El inspector jefe suspiró otra vez.

—No hemos violado la ley. La puerta trasera no estaba cerrada con llave. Nos hemos limitado a entrar.

—Miente. Siempre cierro con llave antes de salir —protestó Vera, olvidando que, de hecho, esa mañana había salido corriendo por la puerta trasera al telefonear a casa de su hermano y no obtener respuesta, temiendo lo peor y comprobando, al llegar a Ponson Place, que sus temores eran fundados.

—Pero quizá el señor Wiley no cierre siempre con llave.

—Sí cierra con llave. Es director de banco, y siempre ha sido muy maniático. Es maniático respecto a todo, incluso respecto a la necesidad de cerrar las puertas con llave.
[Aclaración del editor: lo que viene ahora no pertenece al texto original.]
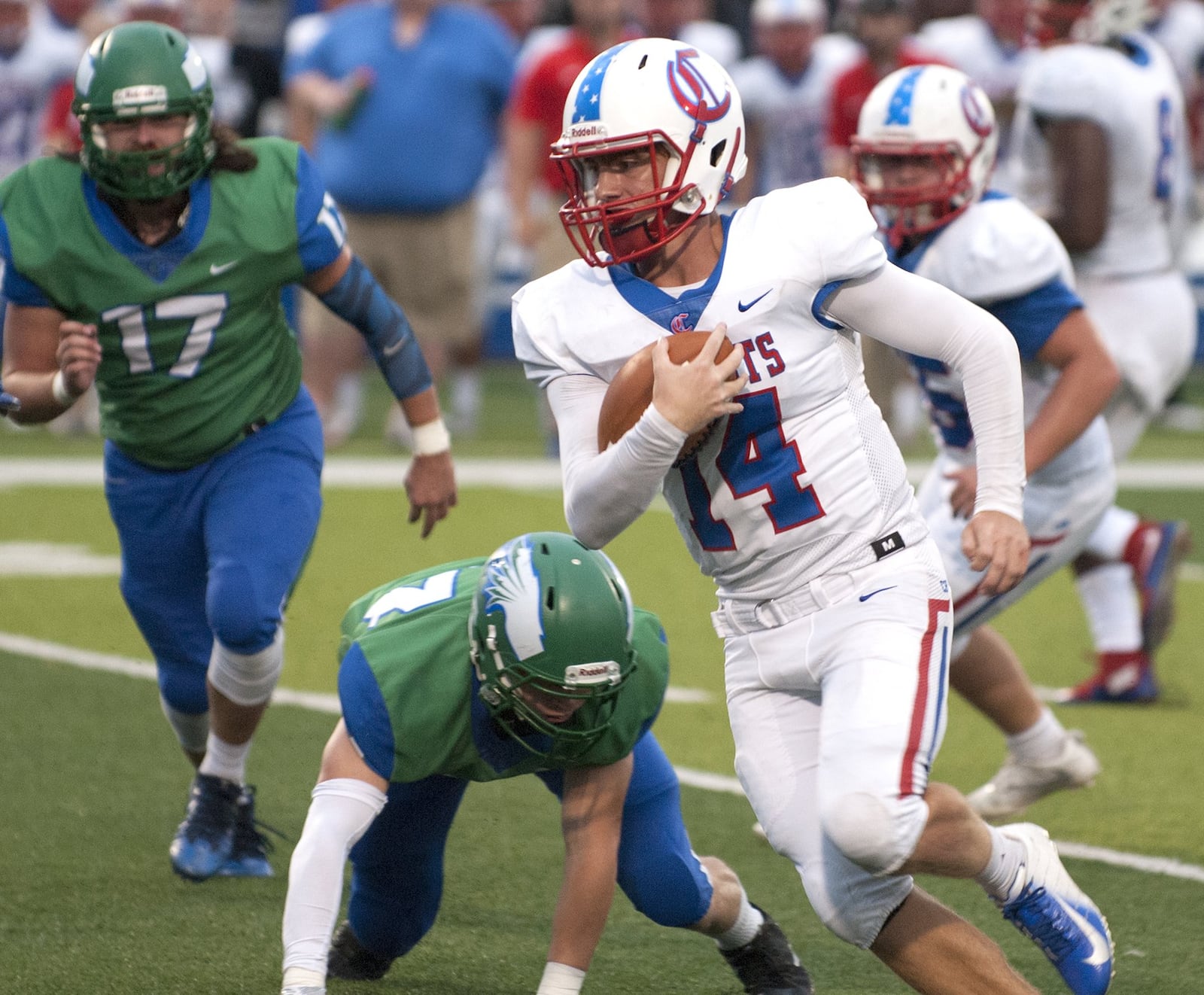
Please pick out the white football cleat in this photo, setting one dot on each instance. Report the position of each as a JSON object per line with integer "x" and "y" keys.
{"x": 1019, "y": 784}
{"x": 1047, "y": 907}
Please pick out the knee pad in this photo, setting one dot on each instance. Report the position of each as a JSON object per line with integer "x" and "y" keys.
{"x": 853, "y": 904}
{"x": 247, "y": 678}
{"x": 192, "y": 730}
{"x": 672, "y": 892}
{"x": 874, "y": 832}
{"x": 239, "y": 611}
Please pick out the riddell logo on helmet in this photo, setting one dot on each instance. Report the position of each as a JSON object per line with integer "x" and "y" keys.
{"x": 602, "y": 672}
{"x": 587, "y": 130}
{"x": 146, "y": 96}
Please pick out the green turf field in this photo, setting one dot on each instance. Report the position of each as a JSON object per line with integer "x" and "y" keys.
{"x": 94, "y": 784}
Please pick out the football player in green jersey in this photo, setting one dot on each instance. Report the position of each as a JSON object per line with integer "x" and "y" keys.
{"x": 152, "y": 265}
{"x": 531, "y": 662}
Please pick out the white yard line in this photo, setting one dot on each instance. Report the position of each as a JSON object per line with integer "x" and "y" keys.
{"x": 41, "y": 650}
{"x": 513, "y": 473}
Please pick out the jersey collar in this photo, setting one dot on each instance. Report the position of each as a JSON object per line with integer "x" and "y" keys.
{"x": 160, "y": 262}
{"x": 671, "y": 313}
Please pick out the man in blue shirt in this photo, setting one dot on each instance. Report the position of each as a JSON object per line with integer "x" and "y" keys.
{"x": 409, "y": 96}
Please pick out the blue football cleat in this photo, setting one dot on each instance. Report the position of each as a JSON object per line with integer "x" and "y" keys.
{"x": 1155, "y": 551}
{"x": 1119, "y": 682}
{"x": 1053, "y": 912}
{"x": 248, "y": 856}
{"x": 205, "y": 840}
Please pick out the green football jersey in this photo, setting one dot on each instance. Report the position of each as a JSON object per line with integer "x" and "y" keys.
{"x": 196, "y": 343}
{"x": 415, "y": 635}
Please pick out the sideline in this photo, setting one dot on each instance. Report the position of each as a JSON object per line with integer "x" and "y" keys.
{"x": 87, "y": 659}
{"x": 515, "y": 473}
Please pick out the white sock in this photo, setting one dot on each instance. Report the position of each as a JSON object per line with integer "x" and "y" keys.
{"x": 226, "y": 760}
{"x": 1111, "y": 534}
{"x": 1041, "y": 742}
{"x": 740, "y": 933}
{"x": 999, "y": 876}
{"x": 1114, "y": 613}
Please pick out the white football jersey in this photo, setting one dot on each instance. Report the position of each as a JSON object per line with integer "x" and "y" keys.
{"x": 807, "y": 477}
{"x": 1136, "y": 98}
{"x": 792, "y": 114}
{"x": 1180, "y": 30}
{"x": 1005, "y": 258}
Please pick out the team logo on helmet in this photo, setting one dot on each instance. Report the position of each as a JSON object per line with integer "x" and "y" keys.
{"x": 692, "y": 90}
{"x": 977, "y": 116}
{"x": 512, "y": 587}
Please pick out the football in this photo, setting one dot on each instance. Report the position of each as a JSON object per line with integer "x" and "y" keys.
{"x": 631, "y": 391}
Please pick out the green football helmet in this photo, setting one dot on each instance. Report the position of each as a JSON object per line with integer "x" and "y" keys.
{"x": 553, "y": 617}
{"x": 135, "y": 70}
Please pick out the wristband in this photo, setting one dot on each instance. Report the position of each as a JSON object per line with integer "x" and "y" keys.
{"x": 560, "y": 979}
{"x": 59, "y": 389}
{"x": 431, "y": 439}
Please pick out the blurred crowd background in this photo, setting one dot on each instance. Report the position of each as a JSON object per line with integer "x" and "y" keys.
{"x": 430, "y": 123}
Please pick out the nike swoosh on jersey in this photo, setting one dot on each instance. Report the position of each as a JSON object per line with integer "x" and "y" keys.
{"x": 742, "y": 307}
{"x": 1101, "y": 949}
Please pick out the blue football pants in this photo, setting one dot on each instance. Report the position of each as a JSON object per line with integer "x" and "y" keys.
{"x": 397, "y": 865}
{"x": 214, "y": 552}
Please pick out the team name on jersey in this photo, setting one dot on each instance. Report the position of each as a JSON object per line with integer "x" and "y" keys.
{"x": 762, "y": 359}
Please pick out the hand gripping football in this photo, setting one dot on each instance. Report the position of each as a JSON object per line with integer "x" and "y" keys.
{"x": 631, "y": 391}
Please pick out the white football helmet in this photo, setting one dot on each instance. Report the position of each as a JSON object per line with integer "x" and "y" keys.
{"x": 1091, "y": 22}
{"x": 635, "y": 98}
{"x": 925, "y": 148}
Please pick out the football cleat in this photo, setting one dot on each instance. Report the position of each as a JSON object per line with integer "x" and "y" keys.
{"x": 1049, "y": 908}
{"x": 1019, "y": 784}
{"x": 766, "y": 965}
{"x": 205, "y": 838}
{"x": 1155, "y": 552}
{"x": 352, "y": 960}
{"x": 248, "y": 856}
{"x": 1123, "y": 678}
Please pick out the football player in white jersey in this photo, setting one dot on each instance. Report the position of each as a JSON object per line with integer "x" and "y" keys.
{"x": 834, "y": 603}
{"x": 1102, "y": 154}
{"x": 923, "y": 158}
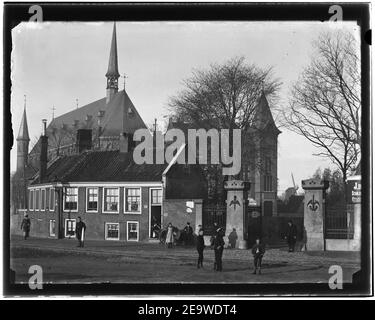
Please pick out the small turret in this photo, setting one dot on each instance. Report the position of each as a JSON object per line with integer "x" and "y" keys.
{"x": 23, "y": 140}
{"x": 112, "y": 74}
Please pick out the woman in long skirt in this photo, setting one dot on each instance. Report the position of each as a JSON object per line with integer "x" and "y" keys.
{"x": 169, "y": 238}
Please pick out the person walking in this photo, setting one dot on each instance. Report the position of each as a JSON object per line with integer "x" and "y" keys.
{"x": 169, "y": 238}
{"x": 258, "y": 251}
{"x": 219, "y": 248}
{"x": 233, "y": 238}
{"x": 80, "y": 232}
{"x": 25, "y": 226}
{"x": 291, "y": 235}
{"x": 200, "y": 248}
{"x": 304, "y": 240}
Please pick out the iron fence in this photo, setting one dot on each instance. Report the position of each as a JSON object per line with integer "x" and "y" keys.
{"x": 339, "y": 223}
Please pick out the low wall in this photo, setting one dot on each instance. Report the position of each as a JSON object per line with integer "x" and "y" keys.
{"x": 179, "y": 212}
{"x": 274, "y": 228}
{"x": 343, "y": 245}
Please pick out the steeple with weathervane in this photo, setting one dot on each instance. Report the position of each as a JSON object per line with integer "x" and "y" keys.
{"x": 112, "y": 74}
{"x": 23, "y": 140}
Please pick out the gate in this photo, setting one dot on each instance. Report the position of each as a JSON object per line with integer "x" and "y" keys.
{"x": 339, "y": 222}
{"x": 213, "y": 213}
{"x": 253, "y": 224}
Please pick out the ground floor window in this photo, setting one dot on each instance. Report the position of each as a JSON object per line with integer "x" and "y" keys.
{"x": 52, "y": 228}
{"x": 71, "y": 199}
{"x": 43, "y": 199}
{"x": 111, "y": 200}
{"x": 52, "y": 200}
{"x": 70, "y": 228}
{"x": 133, "y": 231}
{"x": 92, "y": 199}
{"x": 112, "y": 231}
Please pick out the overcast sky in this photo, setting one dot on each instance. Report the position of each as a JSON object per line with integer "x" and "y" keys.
{"x": 56, "y": 63}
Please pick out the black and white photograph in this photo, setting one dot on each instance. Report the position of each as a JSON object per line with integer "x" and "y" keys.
{"x": 188, "y": 152}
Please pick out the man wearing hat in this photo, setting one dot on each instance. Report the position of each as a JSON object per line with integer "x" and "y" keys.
{"x": 25, "y": 226}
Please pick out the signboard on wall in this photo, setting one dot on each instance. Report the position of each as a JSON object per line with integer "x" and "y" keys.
{"x": 354, "y": 191}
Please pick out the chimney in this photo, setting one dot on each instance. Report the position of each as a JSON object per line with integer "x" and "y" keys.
{"x": 84, "y": 140}
{"x": 43, "y": 153}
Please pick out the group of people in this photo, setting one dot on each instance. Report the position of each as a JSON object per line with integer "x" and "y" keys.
{"x": 218, "y": 243}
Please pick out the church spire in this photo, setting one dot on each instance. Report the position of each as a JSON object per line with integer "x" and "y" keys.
{"x": 112, "y": 74}
{"x": 23, "y": 140}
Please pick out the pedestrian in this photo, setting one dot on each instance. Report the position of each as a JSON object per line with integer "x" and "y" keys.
{"x": 233, "y": 238}
{"x": 304, "y": 240}
{"x": 200, "y": 248}
{"x": 80, "y": 232}
{"x": 169, "y": 238}
{"x": 218, "y": 248}
{"x": 188, "y": 230}
{"x": 258, "y": 251}
{"x": 291, "y": 235}
{"x": 25, "y": 226}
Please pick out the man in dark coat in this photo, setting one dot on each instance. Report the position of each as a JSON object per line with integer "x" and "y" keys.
{"x": 25, "y": 226}
{"x": 233, "y": 238}
{"x": 188, "y": 234}
{"x": 291, "y": 235}
{"x": 200, "y": 248}
{"x": 80, "y": 227}
{"x": 218, "y": 248}
{"x": 258, "y": 251}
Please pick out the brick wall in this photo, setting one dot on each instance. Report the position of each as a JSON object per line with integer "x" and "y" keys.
{"x": 176, "y": 211}
{"x": 95, "y": 221}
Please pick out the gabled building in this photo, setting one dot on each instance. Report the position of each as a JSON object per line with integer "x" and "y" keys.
{"x": 85, "y": 168}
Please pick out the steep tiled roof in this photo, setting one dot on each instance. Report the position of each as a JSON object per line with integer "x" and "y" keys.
{"x": 112, "y": 63}
{"x": 263, "y": 118}
{"x": 101, "y": 166}
{"x": 119, "y": 115}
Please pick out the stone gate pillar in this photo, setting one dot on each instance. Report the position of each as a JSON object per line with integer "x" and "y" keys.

—Pues no lo es con su ropa. Había dos chaquetas y un traje tirados en el suelo. Y unos calcetines. Había vaciado el armario y lo había tirado todo encima de la cama, que estaba deshecha. El interior de la caja fuerte del banco también estaba revuelto.

El inspector jefe hizo una pausa para dejar que Vera reflexionara sobre lo que implicaba esa descripción. Era arriesgado habérselo dicho, porque sólo era parcialmente cierto, pero quizá la animara a explicarle qué clase de matrimonio formaban los Wiley. Estaba convencido de que era un matrimonio muy insatisfactorio.